A proposta do Escritório do Representante de Comércio dos Estados Unidos (USTR) de aplicar uma tarifa de 25% sobre produtos brasileiros provocou forte reação no cenário político nacional nesta terça-feira. Integrantes do governo federal e lideranças da oposição trocaram acusações após a divulgação do relatório que recomenda a medida e faz críticas ao sistema de pagamentos instantâneos Pix, um dos principais pontos questionados pelas autoridades norte-americanas.

A ministra das Relações Institucionais, Gleisi Hoffmann, atribuiu a iniciativa dos Estados Unidos às articulações realizadas por integrantes da família Bolsonaro em território norte-americano. Em publicação nas redes sociais, ela afirmou que o Brasil não abrirá mão do Pix e destacou que o sistema representa uma conquista importante para a população.

“O Pix é nosso, veio para ficar e vamos defender essa conquista do povo brasileiro”, declarou a ministra. Na mesma mensagem, Gleisi criticou adversários políticos e afirmou que o país deve reagir de forma firme a qualquer tentativa de enfraquecer mecanismos considerados estratégicos para a economia nacional.

O líder do PT na Câmara, Lindbergh Farias, também se manifestou. Em vídeo divulgado nas redes sociais, o parlamentar classificou a proposta norte-americana como “Tariflávio”, em referência ao senador Flávio Bolsonaro. Lindbergh reforçou a defesa do Pix e acusou integrantes da oposição de atuarem contra interesses nacionais.

O perfil oficial do Partido dos Trabalhadores divulgou peças publicitárias com mensagens em defesa do sistema de pagamentos instantâneos e da soberania econômica brasileira. As publicações destacavam frases como “O Pix é nosso” e “Defendam o Brasil”.

Do outro lado do debate, Flávio Bolsonaro afirmou que sempre atuou em favor das empresas brasileiras. Durante entrevista concedida nesta terça-feira, o senador declarou que pediu diretamente ao presidente dos Estados Unidos, Donald Trump, que não aplicasse tarifas sobre produtos brasileiros.

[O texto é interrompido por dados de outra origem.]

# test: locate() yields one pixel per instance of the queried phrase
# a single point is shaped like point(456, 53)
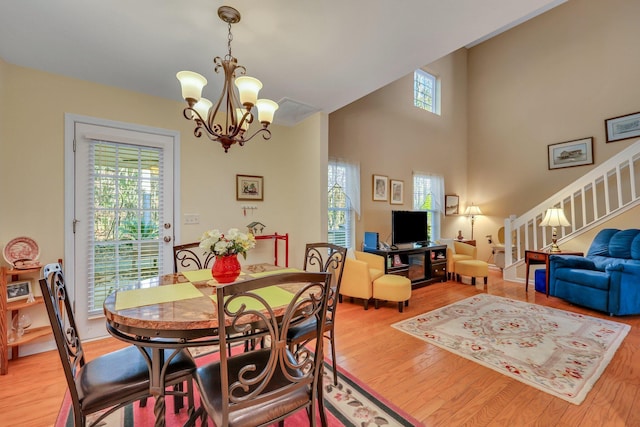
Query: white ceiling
point(321, 53)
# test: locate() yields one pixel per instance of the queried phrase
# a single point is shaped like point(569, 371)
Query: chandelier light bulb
point(192, 84)
point(238, 97)
point(248, 87)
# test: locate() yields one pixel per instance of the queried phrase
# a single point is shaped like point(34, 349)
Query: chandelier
point(232, 125)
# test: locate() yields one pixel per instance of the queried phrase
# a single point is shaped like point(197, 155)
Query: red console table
point(275, 238)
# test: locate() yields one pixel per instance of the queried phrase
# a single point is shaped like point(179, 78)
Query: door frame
point(70, 121)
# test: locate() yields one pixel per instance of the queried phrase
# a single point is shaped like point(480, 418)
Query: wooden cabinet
point(423, 265)
point(10, 310)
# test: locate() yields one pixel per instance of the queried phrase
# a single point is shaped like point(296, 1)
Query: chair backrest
point(328, 258)
point(63, 325)
point(255, 310)
point(191, 256)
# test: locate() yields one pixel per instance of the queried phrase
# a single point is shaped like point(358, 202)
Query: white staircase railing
point(611, 188)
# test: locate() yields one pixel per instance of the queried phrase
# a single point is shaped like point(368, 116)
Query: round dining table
point(159, 317)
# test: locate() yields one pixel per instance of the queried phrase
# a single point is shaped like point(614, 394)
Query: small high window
point(425, 91)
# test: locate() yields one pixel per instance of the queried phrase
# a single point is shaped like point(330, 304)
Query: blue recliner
point(606, 279)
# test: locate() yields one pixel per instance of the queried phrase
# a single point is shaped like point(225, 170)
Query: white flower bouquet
point(232, 242)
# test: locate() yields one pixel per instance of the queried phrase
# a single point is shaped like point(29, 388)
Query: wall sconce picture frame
point(397, 192)
point(380, 188)
point(249, 187)
point(18, 290)
point(451, 204)
point(578, 152)
point(622, 127)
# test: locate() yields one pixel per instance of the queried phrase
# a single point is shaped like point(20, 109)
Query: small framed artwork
point(571, 153)
point(380, 188)
point(622, 127)
point(249, 187)
point(451, 204)
point(397, 192)
point(18, 290)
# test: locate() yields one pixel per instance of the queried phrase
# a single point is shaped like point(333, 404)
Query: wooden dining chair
point(266, 384)
point(110, 381)
point(324, 257)
point(190, 256)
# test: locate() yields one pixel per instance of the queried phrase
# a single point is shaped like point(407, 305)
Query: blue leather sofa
point(606, 279)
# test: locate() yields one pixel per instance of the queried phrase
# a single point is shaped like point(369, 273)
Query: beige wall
point(33, 171)
point(553, 79)
point(389, 136)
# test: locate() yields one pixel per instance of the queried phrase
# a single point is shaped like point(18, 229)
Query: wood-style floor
point(436, 387)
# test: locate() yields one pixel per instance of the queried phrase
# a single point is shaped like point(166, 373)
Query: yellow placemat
point(272, 272)
point(275, 296)
point(198, 275)
point(155, 295)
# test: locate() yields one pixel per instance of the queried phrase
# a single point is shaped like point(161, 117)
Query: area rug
point(350, 403)
point(555, 351)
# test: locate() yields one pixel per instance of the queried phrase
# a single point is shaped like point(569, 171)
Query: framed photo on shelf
point(571, 153)
point(249, 187)
point(622, 127)
point(397, 192)
point(18, 290)
point(451, 204)
point(380, 188)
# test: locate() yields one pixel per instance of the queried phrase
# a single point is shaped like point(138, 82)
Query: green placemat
point(155, 295)
point(272, 272)
point(274, 295)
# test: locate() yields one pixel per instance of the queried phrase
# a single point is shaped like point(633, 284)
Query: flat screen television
point(409, 227)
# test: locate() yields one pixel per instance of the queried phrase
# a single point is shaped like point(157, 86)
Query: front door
point(123, 214)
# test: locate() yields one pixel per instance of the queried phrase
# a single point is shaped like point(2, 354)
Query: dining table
point(174, 311)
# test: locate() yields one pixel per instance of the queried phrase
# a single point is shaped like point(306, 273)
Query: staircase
point(610, 189)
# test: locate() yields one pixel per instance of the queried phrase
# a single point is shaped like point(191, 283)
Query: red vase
point(226, 269)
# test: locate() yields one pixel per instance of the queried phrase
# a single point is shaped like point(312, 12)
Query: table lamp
point(472, 211)
point(554, 218)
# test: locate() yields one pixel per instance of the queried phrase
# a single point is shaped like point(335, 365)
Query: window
point(343, 202)
point(428, 195)
point(425, 91)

Segundo Flávio, a solução para o impasse passa pelo diálogo entre os governos. O parlamentar afirmou que tarifas não representam uma resposta adequada para divergências comerciais e defendeu negociações diplomáticas mais amplas entre Brasília e Washington.

O deputado federal Eduardo Bolsonaro compartilhou a entrevista do irmão nas redes sociais, sem comentar diretamente a proposta de taxação. O vereador Carlos Bolsonaro também reproduziu a publicação.

Já o prefeito do Rio de Janeiro, Eduardo Paes, resumiu sua posição em uma postagem com a frase “Viva o Pix”, acompanhada por imagens da bandeira brasileira.

A investigação conduzida pelo USTR foi aberta com base na Seção 301 da Lei de Comércio dos Estados Unidos de 1974. O relatório final concluiu que determinadas políticas brasileiras seriam prejudiciais aos interesses comerciais norte-americanos e recomendou a adoção de medidas corretivas.

Entre os principais questionamentos está o funcionamento do Pix. Segundo o órgão norte-americano, o Banco Central atuaria simultaneamente como regulador e operador do sistema, criando vantagens competitivas em relação a empresas privadas do setor financeiro.

Apesar da proposta de tarifa de 25%, o documento prevê uma extensa lista de exceções. Produtos como carne bovina, café, frutas, fertilizantes, minerais, aeronaves, peças aeronáuticas e diversos itens farmacêuticos permaneceriam isentos da nova cobrança. A proposta ainda passará por consulta pública antes de uma decisão definitiva do governo dos Estados Unidos.